OK, I said we were going to Kona, and we did fly into there. But we are actually staying (at least this weekend) in a house in Honoka’a, on a hillside overlooking the ocean. The Kona side was hot and muggy. I wasn’t impressed. It seemed like Florida, except much more scenic. But as we drove through Waimea, the landscape turned from lava desert to lush green hillsides, and it drizzled and cooled. So far, despite the clouds and rain, I like the northeast side of the island much better. We’ll probably go down the coast to Hilo today, and perhaps up Mauna Kea. We won’t be able to do that after we dive, so we’ll probably get the high-altitude stuff out of the way.

Oh, and to the commenter in the other post who recommended Poncho and Lefties?

Why?
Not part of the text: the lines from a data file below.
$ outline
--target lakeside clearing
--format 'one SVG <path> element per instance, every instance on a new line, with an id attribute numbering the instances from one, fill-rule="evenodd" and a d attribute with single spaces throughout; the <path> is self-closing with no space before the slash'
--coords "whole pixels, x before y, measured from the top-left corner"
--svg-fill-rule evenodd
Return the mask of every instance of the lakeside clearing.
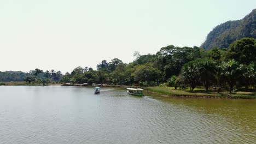
<path id="1" fill-rule="evenodd" d="M 193 92 L 189 91 L 189 88 L 185 89 L 175 89 L 172 87 L 149 87 L 149 90 L 164 95 L 177 97 L 197 97 L 197 98 L 223 98 L 234 99 L 255 99 L 256 93 L 253 92 L 238 91 L 236 94 L 229 95 L 229 92 L 223 91 L 218 93 L 217 91 L 210 90 L 206 92 L 205 89 L 195 88 Z"/>

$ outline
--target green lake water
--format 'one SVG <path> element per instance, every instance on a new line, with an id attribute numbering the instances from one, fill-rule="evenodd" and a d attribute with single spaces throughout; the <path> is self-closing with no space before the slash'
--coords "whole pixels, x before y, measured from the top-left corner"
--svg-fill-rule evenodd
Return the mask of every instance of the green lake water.
<path id="1" fill-rule="evenodd" d="M 256 99 L 0 87 L 0 143 L 255 143 Z"/>

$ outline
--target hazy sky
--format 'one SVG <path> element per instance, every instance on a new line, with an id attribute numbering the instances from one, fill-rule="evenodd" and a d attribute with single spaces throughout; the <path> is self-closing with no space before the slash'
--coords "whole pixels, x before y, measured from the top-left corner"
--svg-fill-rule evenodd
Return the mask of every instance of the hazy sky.
<path id="1" fill-rule="evenodd" d="M 213 28 L 255 8 L 255 0 L 1 0 L 0 71 L 65 74 L 103 59 L 128 63 L 134 51 L 200 46 Z"/>

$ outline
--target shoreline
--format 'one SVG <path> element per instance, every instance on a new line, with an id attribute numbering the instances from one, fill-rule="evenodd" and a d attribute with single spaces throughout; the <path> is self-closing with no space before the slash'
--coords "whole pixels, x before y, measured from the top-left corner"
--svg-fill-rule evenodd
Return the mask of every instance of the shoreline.
<path id="1" fill-rule="evenodd" d="M 26 83 L 26 82 L 0 82 L 0 86 L 43 86 L 43 84 L 38 83 Z M 47 86 L 63 86 L 62 83 L 49 83 Z M 82 84 L 75 84 L 68 86 L 84 86 Z M 159 94 L 161 97 L 177 97 L 177 98 L 221 98 L 221 99 L 256 99 L 256 93 L 239 91 L 236 94 L 229 95 L 227 92 L 224 92 L 220 93 L 210 92 L 208 93 L 202 92 L 203 91 L 199 91 L 196 92 L 190 92 L 186 89 L 174 89 L 172 87 L 139 87 L 131 86 L 121 85 L 104 85 L 103 87 L 119 87 L 126 88 L 127 87 L 140 88 L 147 89 L 150 93 Z M 198 91 L 198 90 L 197 90 Z"/>

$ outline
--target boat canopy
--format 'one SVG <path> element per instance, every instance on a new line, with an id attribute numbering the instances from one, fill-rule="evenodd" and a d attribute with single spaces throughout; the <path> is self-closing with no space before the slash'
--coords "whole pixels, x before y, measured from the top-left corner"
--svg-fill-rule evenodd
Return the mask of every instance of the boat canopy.
<path id="1" fill-rule="evenodd" d="M 130 87 L 127 87 L 127 89 L 130 90 L 130 91 L 143 91 L 143 89 L 141 88 L 130 88 Z"/>

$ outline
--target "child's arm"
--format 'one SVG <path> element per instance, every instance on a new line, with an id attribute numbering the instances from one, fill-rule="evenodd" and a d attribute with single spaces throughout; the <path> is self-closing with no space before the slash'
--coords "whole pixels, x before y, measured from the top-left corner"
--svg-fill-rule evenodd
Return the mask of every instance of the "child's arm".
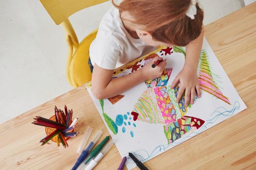
<path id="1" fill-rule="evenodd" d="M 201 97 L 197 70 L 203 37 L 203 25 L 200 35 L 186 46 L 187 57 L 183 69 L 177 75 L 171 85 L 171 88 L 174 88 L 179 82 L 180 82 L 177 102 L 179 102 L 185 91 L 185 105 L 186 107 L 189 105 L 190 100 L 191 103 L 193 104 L 196 91 L 197 96 Z"/>
<path id="2" fill-rule="evenodd" d="M 162 60 L 163 58 L 155 57 L 143 68 L 130 74 L 114 79 L 112 79 L 113 70 L 102 68 L 95 64 L 91 81 L 94 97 L 102 99 L 115 96 L 147 80 L 160 77 L 166 62 L 163 61 L 155 68 L 152 68 L 152 64 L 158 60 Z"/>

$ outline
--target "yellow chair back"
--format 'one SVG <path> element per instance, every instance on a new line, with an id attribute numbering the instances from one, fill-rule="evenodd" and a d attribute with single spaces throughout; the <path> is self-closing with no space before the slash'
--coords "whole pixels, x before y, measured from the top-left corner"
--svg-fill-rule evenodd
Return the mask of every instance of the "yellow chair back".
<path id="1" fill-rule="evenodd" d="M 57 25 L 62 24 L 66 34 L 68 46 L 66 75 L 69 84 L 74 87 L 83 85 L 91 79 L 87 61 L 90 45 L 97 34 L 95 30 L 80 43 L 68 17 L 87 7 L 108 0 L 40 0 Z"/>

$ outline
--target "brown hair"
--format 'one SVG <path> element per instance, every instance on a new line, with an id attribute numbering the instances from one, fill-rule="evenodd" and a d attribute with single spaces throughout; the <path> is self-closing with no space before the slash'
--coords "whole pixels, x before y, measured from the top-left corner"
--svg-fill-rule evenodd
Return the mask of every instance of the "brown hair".
<path id="1" fill-rule="evenodd" d="M 120 12 L 128 11 L 135 19 L 130 21 L 143 25 L 156 40 L 186 46 L 201 34 L 204 13 L 196 3 L 194 19 L 186 15 L 191 0 L 123 0 L 114 6 Z"/>

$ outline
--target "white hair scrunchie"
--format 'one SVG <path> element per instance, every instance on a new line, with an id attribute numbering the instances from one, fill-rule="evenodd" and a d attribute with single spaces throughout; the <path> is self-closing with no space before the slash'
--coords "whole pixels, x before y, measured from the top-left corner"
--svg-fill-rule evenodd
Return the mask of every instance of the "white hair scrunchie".
<path id="1" fill-rule="evenodd" d="M 194 19 L 194 16 L 196 15 L 196 6 L 195 4 L 197 2 L 198 0 L 192 0 L 190 3 L 190 7 L 186 15 L 191 18 L 191 19 Z"/>

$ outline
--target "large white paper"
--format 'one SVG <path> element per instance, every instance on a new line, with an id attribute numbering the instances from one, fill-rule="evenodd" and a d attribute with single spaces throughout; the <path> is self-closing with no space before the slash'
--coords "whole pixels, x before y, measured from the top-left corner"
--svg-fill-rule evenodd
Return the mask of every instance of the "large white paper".
<path id="1" fill-rule="evenodd" d="M 122 94 L 124 97 L 114 104 L 106 99 L 102 101 L 102 108 L 100 101 L 94 97 L 89 85 L 87 85 L 88 91 L 122 157 L 129 157 L 128 153 L 131 152 L 143 162 L 147 161 L 246 108 L 205 39 L 198 69 L 202 96 L 189 107 L 182 106 L 184 98 L 180 103 L 175 104 L 175 92 L 169 86 L 183 67 L 184 51 L 184 49 L 175 47 L 155 51 L 153 53 L 167 59 L 166 68 L 172 68 L 167 84 L 148 88 L 145 83 L 141 83 Z M 145 58 L 131 63 L 133 67 L 128 64 L 117 69 L 114 77 L 141 68 L 148 61 Z M 158 100 L 161 96 L 160 94 L 157 98 L 155 88 L 167 90 L 171 102 L 166 101 L 163 105 L 159 105 Z M 167 110 L 165 112 L 165 109 Z M 135 121 L 133 117 L 136 114 L 132 115 L 132 111 L 138 114 Z M 128 159 L 126 166 L 130 170 L 136 165 Z"/>

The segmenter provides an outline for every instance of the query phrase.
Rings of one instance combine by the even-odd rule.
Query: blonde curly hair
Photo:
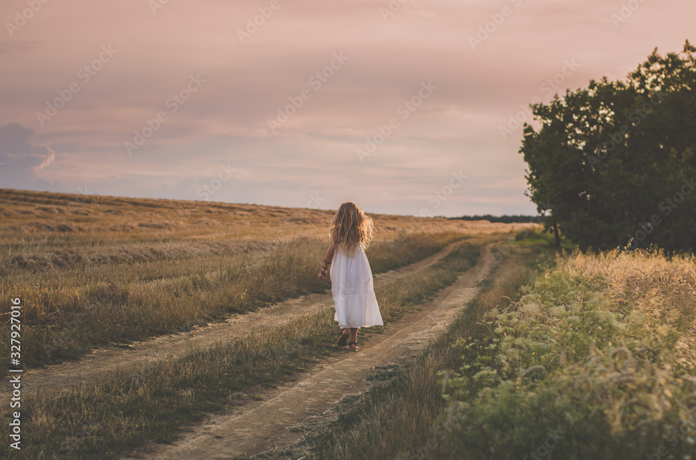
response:
[[[364,249],[367,249],[374,231],[376,230],[372,220],[355,203],[346,202],[338,208],[331,220],[329,238],[337,251],[352,256],[358,244],[362,243]]]

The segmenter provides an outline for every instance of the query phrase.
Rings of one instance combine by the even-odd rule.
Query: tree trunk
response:
[[[556,216],[553,215],[553,213],[551,213],[551,219],[553,219],[553,236],[556,240],[556,247],[561,247],[561,237],[558,234],[558,224],[556,223]]]

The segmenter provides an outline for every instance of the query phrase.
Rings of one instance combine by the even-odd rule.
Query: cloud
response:
[[[18,123],[0,127],[0,187],[54,189],[36,174],[56,159],[51,147],[35,143],[34,131]]]

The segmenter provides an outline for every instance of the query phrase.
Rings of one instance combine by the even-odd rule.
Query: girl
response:
[[[331,244],[319,272],[319,279],[324,279],[329,264],[333,263],[331,291],[336,310],[333,320],[341,328],[338,345],[345,346],[349,334],[348,347],[356,352],[360,350],[358,329],[384,324],[372,290],[372,272],[365,255],[374,230],[372,220],[354,203],[342,204],[331,221]]]

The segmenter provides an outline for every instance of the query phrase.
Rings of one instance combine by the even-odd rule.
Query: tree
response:
[[[532,106],[539,127],[525,125],[520,153],[547,228],[583,249],[696,247],[695,53],[656,49],[625,82]]]

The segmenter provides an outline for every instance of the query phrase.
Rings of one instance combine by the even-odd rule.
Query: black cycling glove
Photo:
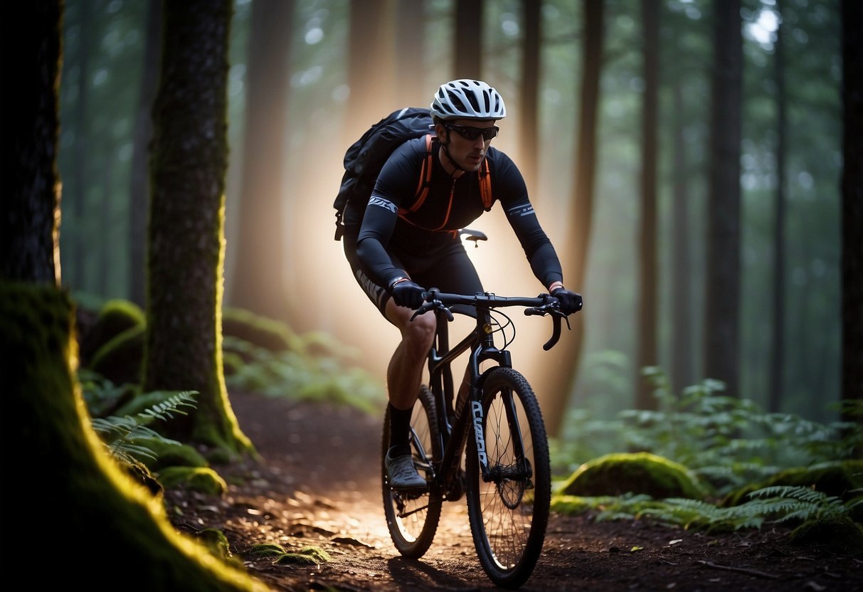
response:
[[[557,299],[560,303],[560,312],[564,314],[572,314],[582,310],[583,302],[582,295],[575,292],[570,292],[564,287],[559,287],[551,292],[551,295]]]
[[[410,280],[403,280],[395,283],[391,292],[393,299],[400,306],[419,308],[423,305],[423,293],[425,292],[425,288]]]

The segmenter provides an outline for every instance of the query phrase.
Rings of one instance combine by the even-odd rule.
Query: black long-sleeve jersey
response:
[[[435,139],[428,194],[415,211],[409,210],[418,194],[420,169],[428,154],[425,138],[409,140],[395,149],[378,175],[364,213],[350,205],[345,211],[349,227],[362,220],[357,255],[364,272],[380,286],[389,286],[410,274],[394,258],[396,261],[433,258],[460,241],[457,231],[485,211],[480,173],[465,173],[453,179],[438,158],[439,146]],[[488,148],[486,159],[492,196],[501,202],[534,275],[545,287],[563,281],[557,255],[539,225],[521,173],[506,154],[494,148]]]

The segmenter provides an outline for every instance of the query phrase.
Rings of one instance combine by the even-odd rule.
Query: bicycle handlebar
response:
[[[560,303],[551,294],[539,294],[534,297],[526,296],[498,296],[489,292],[478,292],[473,296],[467,294],[450,294],[440,292],[438,288],[430,288],[423,293],[423,305],[417,309],[413,320],[417,315],[425,314],[429,311],[440,310],[446,312],[447,318],[453,319],[450,306],[463,305],[474,306],[478,310],[492,310],[505,306],[525,306],[525,316],[551,316],[551,337],[542,346],[548,351],[560,340],[560,319],[566,318],[567,329],[570,329],[570,319],[560,312]]]

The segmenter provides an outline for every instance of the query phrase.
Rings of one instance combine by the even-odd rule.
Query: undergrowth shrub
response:
[[[553,443],[556,473],[569,474],[602,454],[646,451],[686,466],[722,495],[784,469],[850,458],[863,445],[858,423],[765,413],[750,400],[721,394],[725,385],[709,379],[678,398],[660,369],[644,372],[658,410],[623,410],[611,420],[572,413]]]

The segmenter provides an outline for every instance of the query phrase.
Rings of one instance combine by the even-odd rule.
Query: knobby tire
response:
[[[477,438],[471,430],[466,464],[470,531],[480,564],[492,582],[518,588],[532,573],[545,538],[551,496],[548,439],[533,389],[516,370],[489,370],[482,403],[482,443],[493,478],[482,480]],[[518,452],[519,432],[524,455]],[[521,461],[525,456],[527,464]]]
[[[414,464],[419,475],[430,482],[429,488],[421,494],[402,494],[393,491],[389,486],[384,463],[390,446],[387,407],[384,417],[383,450],[381,455],[384,514],[395,548],[404,557],[417,559],[432,545],[444,502],[440,488],[432,483],[432,466],[429,462],[438,463],[443,457],[443,450],[440,449],[434,396],[425,385],[420,387],[419,397],[413,406],[411,430],[416,436],[412,436],[411,438]]]

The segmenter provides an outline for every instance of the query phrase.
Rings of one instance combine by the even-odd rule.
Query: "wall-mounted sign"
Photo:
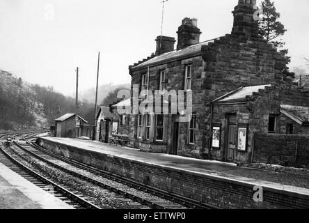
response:
[[[246,151],[247,149],[247,134],[248,127],[238,128],[238,146],[239,151]]]
[[[112,134],[118,134],[118,121],[114,121],[113,122],[113,128],[111,130]]]

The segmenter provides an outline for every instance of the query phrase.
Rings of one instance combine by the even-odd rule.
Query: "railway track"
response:
[[[206,203],[203,203],[200,202],[197,202],[196,201],[180,197],[179,195],[171,194],[166,192],[165,191],[162,191],[158,190],[157,188],[154,188],[141,183],[136,183],[135,181],[125,179],[121,177],[119,177],[115,174],[112,174],[111,173],[94,168],[93,167],[90,167],[86,164],[81,164],[78,162],[72,160],[71,159],[68,159],[64,157],[63,156],[60,156],[57,154],[55,154],[49,151],[47,151],[34,143],[27,143],[27,146],[21,146],[20,144],[16,144],[16,146],[19,148],[22,149],[24,151],[31,154],[32,155],[36,157],[38,159],[40,159],[42,160],[43,159],[47,160],[49,162],[49,164],[57,166],[57,168],[65,169],[64,171],[67,171],[65,169],[65,166],[71,166],[74,167],[75,169],[77,168],[79,169],[83,170],[84,171],[86,171],[87,173],[91,173],[93,174],[95,174],[96,176],[99,176],[101,178],[103,178],[109,181],[116,182],[117,186],[112,187],[110,184],[104,184],[102,182],[95,182],[93,180],[93,183],[99,185],[103,187],[107,188],[111,191],[119,193],[122,195],[129,196],[132,199],[138,201],[138,202],[143,203],[152,208],[171,208],[170,206],[164,206],[160,203],[156,203],[152,200],[148,200],[147,199],[147,194],[151,194],[152,196],[154,196],[157,200],[160,201],[163,199],[163,201],[170,201],[172,203],[177,203],[178,206],[174,205],[172,206],[173,208],[200,208],[200,209],[214,209],[216,207],[209,206]],[[55,160],[60,160],[62,162],[62,165],[60,167],[58,164],[55,164]],[[58,162],[60,161],[57,161]],[[72,173],[74,174],[74,173]],[[80,177],[84,177],[84,176],[78,174]],[[88,179],[91,180],[91,179]],[[113,183],[115,184],[115,183]],[[144,193],[143,197],[141,197],[136,196],[136,193],[133,193],[133,194],[129,194],[127,193],[126,190],[122,190],[125,187],[134,188],[137,190],[138,194]]]
[[[109,193],[109,197],[118,197],[118,200],[129,199],[133,203],[133,206],[136,206],[137,203],[140,206],[137,208],[153,208],[153,209],[182,209],[185,208],[182,205],[178,204],[175,201],[171,201],[165,199],[158,197],[149,192],[139,191],[138,190],[129,187],[127,185],[120,184],[119,183],[112,181],[111,180],[104,178],[97,174],[95,175],[93,173],[81,169],[81,168],[72,166],[70,164],[64,162],[55,158],[49,154],[44,151],[38,150],[31,145],[21,145],[15,143],[15,146],[18,147],[24,152],[28,153],[35,158],[47,164],[48,165],[61,170],[65,173],[65,178],[70,183],[78,183],[79,184],[87,184],[89,188],[100,187],[101,190],[104,190]],[[13,147],[14,149],[16,148]]]
[[[1,147],[0,147],[0,162],[36,186],[45,191],[49,191],[52,195],[59,198],[75,208],[99,208],[87,201],[78,194],[78,192],[70,191],[68,187],[55,183],[49,178],[38,174],[35,170],[26,167],[20,161],[11,156],[6,149]]]
[[[24,131],[24,132],[1,132],[0,133],[0,139],[4,139],[5,137],[8,135],[12,135],[13,137],[18,137],[21,135],[32,135],[32,134],[38,134],[39,133],[42,132],[42,131]]]

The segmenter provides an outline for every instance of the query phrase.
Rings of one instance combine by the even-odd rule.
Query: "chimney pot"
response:
[[[200,43],[200,36],[202,33],[198,28],[198,20],[188,17],[182,20],[182,25],[179,26],[177,33],[178,34],[177,49]]]
[[[159,36],[155,39],[157,42],[156,56],[159,56],[174,50],[175,38]]]

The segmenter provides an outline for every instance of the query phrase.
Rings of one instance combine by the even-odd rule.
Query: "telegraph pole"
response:
[[[79,68],[76,68],[76,96],[75,96],[75,106],[76,106],[76,112],[75,112],[75,138],[78,138],[79,137],[79,126],[77,125],[79,121]]]
[[[99,87],[99,71],[100,71],[100,52],[97,57],[97,89],[95,91],[95,132],[97,131],[97,90]]]

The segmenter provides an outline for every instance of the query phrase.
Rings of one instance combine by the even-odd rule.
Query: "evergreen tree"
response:
[[[275,3],[271,0],[264,0],[261,3],[262,14],[261,20],[259,21],[259,33],[260,35],[276,48],[283,48],[285,42],[282,37],[287,31],[285,26],[278,21],[280,15],[277,12]],[[291,57],[287,56],[289,50],[287,49],[280,49],[280,54],[285,56],[285,62],[289,64],[291,62]],[[283,72],[292,77],[294,77],[294,73],[289,72],[289,68],[286,66]]]

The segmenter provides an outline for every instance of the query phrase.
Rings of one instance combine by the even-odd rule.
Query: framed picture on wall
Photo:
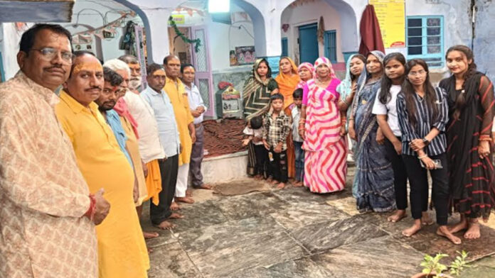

I read a review in a guidebook that consisted pretty much of the phrase “If you don’t have anything good to say, don’t say anything at all.” What’s the appeal?

Heading To Hawaii

We’re going to Kona for a few days (back a week from Monday). Hopefully the Atlantic won’t act up while we’re gone. It’s been a surprisingly quiet season, so it figures that some storm will probably brew up in the Bahamas at the last minute next week, and we won’t be here to shutter.

Anyway, I’ll be checking in occasionally, but I suspect that posting may be lighter than usual.

[Update at 6 PM PDT]

Arrived in LA. We fly to the big island tomorrow morning.

Top Or Bottom?

I am increasingly running into problems with email communications. My normal posting style (as established by ancient Internet rules, and my email software configuration (Eudora)) is that the response comes above, and I reply below. Unfortunately, many people seem to have adapted the Microsoft/AOL/Morondujour standard of top responding. This becomes a mess when engaged with an extended email discussion between two people of differing protocols.

I find it very frustrating to do a top post, but if I don’t, then it becomes very difficult to find the history of the exchange, since they switch back and forth.

Is there a solution to this problem?